So, why do we need buckets and brigades? Can't we just keep it simple
and pass simple blocks of data? Maybe a void* with a length, or a C++
string?
Well, the first part of the answer we've seen already: buckets are
more than just data: they are an abstraction that unifies fundamentally
different types of data. But even so, how do they justify the
additional complexity over simple buffers and ad-hoc use of other
data sources in exceptional cases?
The second motivation for buckets and brigades is that they enable
efficient manipulation of blocks of memory, typical of many filtering
applications. We will demonstrate a simple but typical example of this:
a filter to display plain text documents prettified as an HTML page,
with header and footer supplied by the webmaster in the manner of a
fancy directory listing.
Now, HTML can of course include blocks of plain text, enclosing them
in <pre> to preserve spacing and formatting. So the main task
of a text->html filter is to pass the text straight through.

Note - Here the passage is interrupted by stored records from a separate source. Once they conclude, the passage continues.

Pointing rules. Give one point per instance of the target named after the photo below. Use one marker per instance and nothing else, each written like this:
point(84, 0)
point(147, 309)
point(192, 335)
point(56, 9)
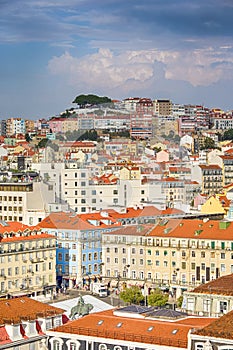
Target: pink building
point(56, 124)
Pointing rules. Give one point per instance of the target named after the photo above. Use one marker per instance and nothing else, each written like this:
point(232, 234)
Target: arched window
point(56, 343)
point(102, 347)
point(73, 344)
point(199, 346)
point(117, 348)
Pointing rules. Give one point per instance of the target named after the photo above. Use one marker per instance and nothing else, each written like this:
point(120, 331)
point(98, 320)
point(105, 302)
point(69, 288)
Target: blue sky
point(54, 50)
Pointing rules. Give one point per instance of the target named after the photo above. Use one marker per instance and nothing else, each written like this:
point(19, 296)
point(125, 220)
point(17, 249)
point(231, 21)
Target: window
point(102, 347)
point(206, 305)
point(223, 307)
point(56, 343)
point(223, 267)
point(202, 254)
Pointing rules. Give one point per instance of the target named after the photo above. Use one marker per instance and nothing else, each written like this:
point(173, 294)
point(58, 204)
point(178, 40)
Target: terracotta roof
point(106, 325)
point(17, 309)
point(139, 230)
point(222, 285)
point(29, 237)
point(196, 229)
point(210, 166)
point(4, 337)
point(64, 220)
point(220, 328)
point(13, 226)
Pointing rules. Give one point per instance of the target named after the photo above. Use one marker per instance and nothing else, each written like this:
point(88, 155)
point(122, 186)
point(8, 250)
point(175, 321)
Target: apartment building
point(175, 254)
point(131, 103)
point(79, 248)
point(15, 126)
point(141, 124)
point(112, 122)
point(163, 107)
point(26, 202)
point(27, 260)
point(213, 299)
point(210, 177)
point(227, 160)
point(221, 121)
point(131, 327)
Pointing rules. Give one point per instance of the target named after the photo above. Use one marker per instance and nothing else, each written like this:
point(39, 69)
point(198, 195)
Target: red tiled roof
point(192, 229)
point(220, 328)
point(210, 166)
point(77, 222)
point(222, 285)
point(14, 310)
point(4, 337)
point(174, 334)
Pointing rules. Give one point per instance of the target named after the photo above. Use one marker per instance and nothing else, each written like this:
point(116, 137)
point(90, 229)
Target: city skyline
point(51, 52)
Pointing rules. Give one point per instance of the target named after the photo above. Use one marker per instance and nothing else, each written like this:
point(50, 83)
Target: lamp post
point(125, 270)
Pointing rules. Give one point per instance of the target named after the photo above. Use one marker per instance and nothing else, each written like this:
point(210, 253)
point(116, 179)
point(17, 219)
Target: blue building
point(79, 246)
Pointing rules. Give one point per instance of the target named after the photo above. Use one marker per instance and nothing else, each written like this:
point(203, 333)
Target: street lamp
point(125, 270)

But certain special characters need to be escaped. To be safe both
with the HTML spec and browsers, we will escape the four characters
<, >, &, and " as <, etc.
Because the replacement < is longer by three bytes than the
original, we cannot just replace the character. If we are using
a simple buffer, we either have to extend it with realloc()
or equivalent, or copy the whole thing interpolating the replacement.

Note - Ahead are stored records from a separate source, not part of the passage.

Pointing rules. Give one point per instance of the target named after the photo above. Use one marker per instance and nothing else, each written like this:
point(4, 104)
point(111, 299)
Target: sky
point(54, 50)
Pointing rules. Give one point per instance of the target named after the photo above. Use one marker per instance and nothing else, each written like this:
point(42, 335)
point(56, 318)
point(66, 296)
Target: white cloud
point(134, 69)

Repeat this a few times and it rapidly gets very inefficient.
A better solution is a two-pass scan of the buffer:
the first pass simply computes the length of the new buffer, after
which we allocate the memory and copy the data with the required
replacements. But even that is by no means efficient.
By using buckets and brigades in place of a simple buffer, we can simply
replace the characters in situ, without allocating or copying any
big blocks of memory. Provided the number of characters replaced is
small in comparison to the total document size, this is much more
efficient. In outline:
- We encounter a character that needs replacing in the bucket
- We split the bucket before and after the character. Now
we have three buckets: the character itself, and all data before
and after it.
- We drop the character, leaving the before and after buckets.
- We create a new bucket containing the replacement, and insert
it where the character was.
Now instead of moving/copying big blocks of data, we are just
manipulating pointers into an existing block. The only actual
data to change are the single character removed and the few
bytes that replace it.